For all of those reasons, Pioneer Workshop’s learning won’t be confined to the classroom. An important part of the off-site curriculum will consist of “traineeships” or internships at companies in various countries. And professors won’t be professors in the conventional sense. They will represent a cross-section of community leaders, business experts, philosophers, free agents, policy makers, and social activists who will compose a network of resources and expert instruction based on the specific skills and interests of students. This unique — and distinctly un-German — learning concept will allow students to study what they want, providing a strikingly tailored education that requires their input and sense of initiative. Adjunct professors, or “learning coaches,” will join in to guide ad-hoc discussion groups, give lectures, oversee projects, and serve as mentors. Theoretically, students interested in Web branding for a marketing project will call upon the expertise of a professional online advertiser who has volunteered to teach a weeklong seminar on the subject. And while the program can’t grant a formal degree at the end of three years, it can provide a resourceful business network for launching startups, forging partnerships, landing great jobs, even promoting social responsibility.
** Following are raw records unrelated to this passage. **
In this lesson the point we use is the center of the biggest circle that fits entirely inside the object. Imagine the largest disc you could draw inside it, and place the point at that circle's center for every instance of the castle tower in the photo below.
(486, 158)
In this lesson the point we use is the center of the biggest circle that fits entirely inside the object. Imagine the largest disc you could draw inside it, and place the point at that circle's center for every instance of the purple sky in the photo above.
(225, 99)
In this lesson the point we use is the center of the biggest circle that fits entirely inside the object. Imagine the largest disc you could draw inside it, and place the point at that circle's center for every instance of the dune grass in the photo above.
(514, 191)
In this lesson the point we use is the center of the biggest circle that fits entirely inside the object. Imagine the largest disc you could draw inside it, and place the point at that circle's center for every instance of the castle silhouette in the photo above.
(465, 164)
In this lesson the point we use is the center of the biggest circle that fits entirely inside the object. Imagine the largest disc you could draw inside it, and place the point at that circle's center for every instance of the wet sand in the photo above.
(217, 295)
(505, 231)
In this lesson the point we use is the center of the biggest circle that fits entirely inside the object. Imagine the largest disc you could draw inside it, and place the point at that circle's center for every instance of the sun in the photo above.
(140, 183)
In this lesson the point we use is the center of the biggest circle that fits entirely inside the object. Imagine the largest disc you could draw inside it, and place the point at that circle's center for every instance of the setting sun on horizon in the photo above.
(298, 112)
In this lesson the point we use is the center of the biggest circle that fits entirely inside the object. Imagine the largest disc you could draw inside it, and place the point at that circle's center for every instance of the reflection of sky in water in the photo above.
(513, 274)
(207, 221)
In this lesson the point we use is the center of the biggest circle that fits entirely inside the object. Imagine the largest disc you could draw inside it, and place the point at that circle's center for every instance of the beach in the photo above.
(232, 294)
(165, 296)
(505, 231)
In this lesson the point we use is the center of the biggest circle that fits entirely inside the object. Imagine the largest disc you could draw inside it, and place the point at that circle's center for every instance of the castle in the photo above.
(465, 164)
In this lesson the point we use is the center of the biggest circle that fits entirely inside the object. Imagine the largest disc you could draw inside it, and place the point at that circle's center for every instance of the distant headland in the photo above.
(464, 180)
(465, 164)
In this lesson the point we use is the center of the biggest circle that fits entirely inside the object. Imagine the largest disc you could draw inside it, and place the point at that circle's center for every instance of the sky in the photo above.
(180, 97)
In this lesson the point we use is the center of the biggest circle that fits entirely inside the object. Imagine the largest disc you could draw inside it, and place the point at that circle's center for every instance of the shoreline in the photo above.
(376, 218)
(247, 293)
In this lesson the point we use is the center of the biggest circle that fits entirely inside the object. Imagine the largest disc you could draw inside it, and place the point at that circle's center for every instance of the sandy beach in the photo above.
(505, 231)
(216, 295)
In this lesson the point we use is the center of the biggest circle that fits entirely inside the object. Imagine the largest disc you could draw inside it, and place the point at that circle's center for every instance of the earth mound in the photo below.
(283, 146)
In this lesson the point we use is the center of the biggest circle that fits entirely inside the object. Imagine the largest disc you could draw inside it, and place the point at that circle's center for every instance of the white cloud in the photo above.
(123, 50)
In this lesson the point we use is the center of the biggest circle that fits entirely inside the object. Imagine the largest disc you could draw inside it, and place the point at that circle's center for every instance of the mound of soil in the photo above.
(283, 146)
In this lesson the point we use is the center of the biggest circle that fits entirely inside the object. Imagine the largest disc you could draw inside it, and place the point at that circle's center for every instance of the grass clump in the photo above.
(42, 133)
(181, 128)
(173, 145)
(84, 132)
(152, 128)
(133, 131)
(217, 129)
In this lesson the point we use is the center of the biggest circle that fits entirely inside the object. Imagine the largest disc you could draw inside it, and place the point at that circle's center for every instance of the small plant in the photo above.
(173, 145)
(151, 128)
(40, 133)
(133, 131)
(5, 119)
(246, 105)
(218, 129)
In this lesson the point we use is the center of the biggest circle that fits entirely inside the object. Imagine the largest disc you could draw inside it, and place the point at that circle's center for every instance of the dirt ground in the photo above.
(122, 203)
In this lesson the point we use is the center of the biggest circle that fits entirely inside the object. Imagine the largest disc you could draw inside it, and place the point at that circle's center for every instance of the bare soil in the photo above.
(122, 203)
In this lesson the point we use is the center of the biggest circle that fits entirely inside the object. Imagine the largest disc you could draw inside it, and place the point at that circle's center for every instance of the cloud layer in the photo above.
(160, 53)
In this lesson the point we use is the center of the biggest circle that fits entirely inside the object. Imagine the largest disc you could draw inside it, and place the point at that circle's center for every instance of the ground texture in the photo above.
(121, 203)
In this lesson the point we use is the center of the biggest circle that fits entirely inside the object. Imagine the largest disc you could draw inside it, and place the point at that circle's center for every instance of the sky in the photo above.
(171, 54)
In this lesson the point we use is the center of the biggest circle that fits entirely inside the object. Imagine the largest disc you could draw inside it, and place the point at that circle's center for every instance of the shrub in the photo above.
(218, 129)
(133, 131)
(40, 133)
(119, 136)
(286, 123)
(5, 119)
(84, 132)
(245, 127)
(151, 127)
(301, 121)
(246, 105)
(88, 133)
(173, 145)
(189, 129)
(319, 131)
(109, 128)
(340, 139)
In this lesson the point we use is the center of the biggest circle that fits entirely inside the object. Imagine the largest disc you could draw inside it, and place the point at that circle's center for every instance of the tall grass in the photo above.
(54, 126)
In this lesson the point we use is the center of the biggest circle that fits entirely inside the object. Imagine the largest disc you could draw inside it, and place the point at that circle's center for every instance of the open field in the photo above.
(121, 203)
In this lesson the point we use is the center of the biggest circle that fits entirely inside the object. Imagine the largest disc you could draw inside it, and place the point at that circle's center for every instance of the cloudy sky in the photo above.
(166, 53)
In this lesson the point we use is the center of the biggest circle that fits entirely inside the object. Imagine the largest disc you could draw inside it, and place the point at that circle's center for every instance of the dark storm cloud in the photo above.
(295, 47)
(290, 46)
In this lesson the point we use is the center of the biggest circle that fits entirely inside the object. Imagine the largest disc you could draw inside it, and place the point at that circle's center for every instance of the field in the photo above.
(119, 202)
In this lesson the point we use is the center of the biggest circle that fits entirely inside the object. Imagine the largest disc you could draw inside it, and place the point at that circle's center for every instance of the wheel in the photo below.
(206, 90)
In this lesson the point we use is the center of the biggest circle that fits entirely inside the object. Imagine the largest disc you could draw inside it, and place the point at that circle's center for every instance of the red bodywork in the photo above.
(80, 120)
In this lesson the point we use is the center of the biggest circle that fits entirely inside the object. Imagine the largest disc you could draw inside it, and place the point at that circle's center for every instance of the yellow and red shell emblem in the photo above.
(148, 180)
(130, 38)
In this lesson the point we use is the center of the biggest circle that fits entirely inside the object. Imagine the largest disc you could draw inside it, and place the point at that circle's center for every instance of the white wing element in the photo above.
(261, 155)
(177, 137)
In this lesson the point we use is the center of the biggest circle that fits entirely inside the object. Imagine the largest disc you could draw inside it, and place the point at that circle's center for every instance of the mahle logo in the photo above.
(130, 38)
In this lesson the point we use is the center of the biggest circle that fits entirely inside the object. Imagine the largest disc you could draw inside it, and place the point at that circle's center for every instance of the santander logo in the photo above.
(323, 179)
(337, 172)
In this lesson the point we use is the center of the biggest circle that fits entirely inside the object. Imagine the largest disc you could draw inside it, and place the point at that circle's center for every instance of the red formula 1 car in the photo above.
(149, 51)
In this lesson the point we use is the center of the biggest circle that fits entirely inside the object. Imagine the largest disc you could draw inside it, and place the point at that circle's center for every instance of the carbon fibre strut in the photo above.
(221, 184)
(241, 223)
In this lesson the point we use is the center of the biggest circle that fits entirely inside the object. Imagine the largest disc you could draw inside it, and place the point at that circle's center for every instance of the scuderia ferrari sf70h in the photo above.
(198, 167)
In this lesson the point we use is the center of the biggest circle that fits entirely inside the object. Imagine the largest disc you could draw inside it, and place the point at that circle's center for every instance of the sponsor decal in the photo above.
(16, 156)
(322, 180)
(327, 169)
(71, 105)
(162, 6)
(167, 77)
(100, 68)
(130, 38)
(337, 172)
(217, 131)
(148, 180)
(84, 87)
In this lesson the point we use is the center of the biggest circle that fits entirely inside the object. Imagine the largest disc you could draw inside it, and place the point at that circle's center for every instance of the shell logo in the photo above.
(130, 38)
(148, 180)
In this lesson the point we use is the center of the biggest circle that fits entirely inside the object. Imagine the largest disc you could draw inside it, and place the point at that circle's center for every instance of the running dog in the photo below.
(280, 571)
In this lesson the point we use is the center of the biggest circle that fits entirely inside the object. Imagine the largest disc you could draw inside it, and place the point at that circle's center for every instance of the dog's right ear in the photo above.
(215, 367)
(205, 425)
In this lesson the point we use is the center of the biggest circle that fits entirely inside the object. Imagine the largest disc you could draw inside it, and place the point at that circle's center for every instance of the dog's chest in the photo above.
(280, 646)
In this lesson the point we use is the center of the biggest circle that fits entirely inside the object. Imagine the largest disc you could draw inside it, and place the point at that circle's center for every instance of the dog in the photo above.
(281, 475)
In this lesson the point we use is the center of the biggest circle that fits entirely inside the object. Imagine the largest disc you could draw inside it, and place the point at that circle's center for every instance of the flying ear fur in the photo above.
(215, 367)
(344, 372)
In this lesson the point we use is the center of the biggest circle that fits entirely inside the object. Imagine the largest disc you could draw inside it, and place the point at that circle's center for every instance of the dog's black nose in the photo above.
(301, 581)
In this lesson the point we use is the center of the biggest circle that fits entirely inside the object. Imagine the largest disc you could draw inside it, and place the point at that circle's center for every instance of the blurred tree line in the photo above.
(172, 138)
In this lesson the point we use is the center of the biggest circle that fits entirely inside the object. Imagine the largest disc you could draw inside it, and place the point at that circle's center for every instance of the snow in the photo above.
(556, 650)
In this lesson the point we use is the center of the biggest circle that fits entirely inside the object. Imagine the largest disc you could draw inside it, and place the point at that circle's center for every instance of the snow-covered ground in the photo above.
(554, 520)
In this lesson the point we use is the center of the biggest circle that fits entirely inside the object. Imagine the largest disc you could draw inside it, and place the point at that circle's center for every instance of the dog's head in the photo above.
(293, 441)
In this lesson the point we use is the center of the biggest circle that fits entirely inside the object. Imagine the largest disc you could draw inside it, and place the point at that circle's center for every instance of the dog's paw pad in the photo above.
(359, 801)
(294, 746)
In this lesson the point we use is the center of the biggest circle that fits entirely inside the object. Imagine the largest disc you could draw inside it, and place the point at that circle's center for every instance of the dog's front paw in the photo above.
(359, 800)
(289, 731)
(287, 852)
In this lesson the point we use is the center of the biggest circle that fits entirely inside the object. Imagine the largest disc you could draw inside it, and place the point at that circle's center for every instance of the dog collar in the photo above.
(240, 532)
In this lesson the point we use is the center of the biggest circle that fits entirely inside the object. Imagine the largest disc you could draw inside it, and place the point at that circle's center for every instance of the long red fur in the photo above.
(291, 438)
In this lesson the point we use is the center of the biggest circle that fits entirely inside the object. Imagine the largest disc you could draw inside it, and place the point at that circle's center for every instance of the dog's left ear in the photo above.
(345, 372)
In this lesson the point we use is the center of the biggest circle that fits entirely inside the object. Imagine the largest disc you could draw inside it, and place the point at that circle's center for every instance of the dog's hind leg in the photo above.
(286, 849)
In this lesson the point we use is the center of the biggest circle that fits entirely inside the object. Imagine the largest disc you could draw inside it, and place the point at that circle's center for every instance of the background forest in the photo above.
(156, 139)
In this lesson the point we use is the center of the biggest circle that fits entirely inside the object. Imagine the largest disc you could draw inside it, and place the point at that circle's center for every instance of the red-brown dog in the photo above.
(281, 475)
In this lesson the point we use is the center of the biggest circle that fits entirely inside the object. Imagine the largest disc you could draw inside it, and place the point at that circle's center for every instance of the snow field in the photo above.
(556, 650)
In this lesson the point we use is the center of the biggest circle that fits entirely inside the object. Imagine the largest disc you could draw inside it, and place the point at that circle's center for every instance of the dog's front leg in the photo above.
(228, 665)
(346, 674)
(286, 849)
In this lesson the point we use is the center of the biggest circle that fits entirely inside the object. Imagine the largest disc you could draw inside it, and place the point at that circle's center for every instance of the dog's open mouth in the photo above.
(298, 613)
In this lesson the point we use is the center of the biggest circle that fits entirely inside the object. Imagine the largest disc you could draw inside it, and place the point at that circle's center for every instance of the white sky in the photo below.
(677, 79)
While they pounded out the conceptual logistics of the Pioneer Workshop, Schulte and Naumann sought advice and affirmation from a network of business leaders, government officials, educators, colleagues, and friends. Like most risky ventures, the Pioneer Workshop relied heavily on a close circle of confidantes who encouraged Schulte and Naumann to move forward with their change effort for the sake of the German educational system. Others gradually rallied around the new learning platform as the idea materialized.
Although fundraising efforts started in August, and still have a long way to go, the two-man team is fiercely optimistic about securing all necessary funds in time. Schulte and Naumann hope to secure funding from the European Union through a new campaign designed to foster an entrepreneurial spirit in European countries by funding initiatives under an umbrella budget of about $1.5 billion. Schulte has roughly budgeted $2 million for the next three years, and is resolute about securing those funds before the Pioneer Workshop opens its doors next fall. If they cannot acquire $2 million, Schulte and Naumann say they will postpone the program’s official start date.
Critics and change resisters in Germany’s traditional economy represent the most formative obstacle wedged against Pioneer Workshop and its funding. And the toughest foe remains the theoretical and scientific slant of German education. Because academia favors hard science, the majority of educational funding is piped into that curriculum. But Schulte and Nauman say actions speak louder than theories — and their ability to secure funding from the private sector and recruit an inaugural class will forecast the future success of the Pioneer Workshop.
In some ways, recruiting 30 students by October next year signifies an even bigger hurdle than fundraising. Germans aren’t inclined to take risks, Schulte says, yet the pioneer program cannot thrive without gamblers. Grooming young people to take risks starts with self-confidence, a basic foundation that most German students severely lack because of the “storehouse knowledge” approach to education, Naumann says. He claims that storehouse knowledge stifles not only personal growth but individual vision as well. And, more importantly, he aims to change a thing or two.
“We want people to realize their potential and broaden their sense of possibility,” Naumann says. “When you have the chance to meet your borderlines, then move beyond them, you’re much more aware and confident about what you can and cannot do. Only then can you really determine personal risk.”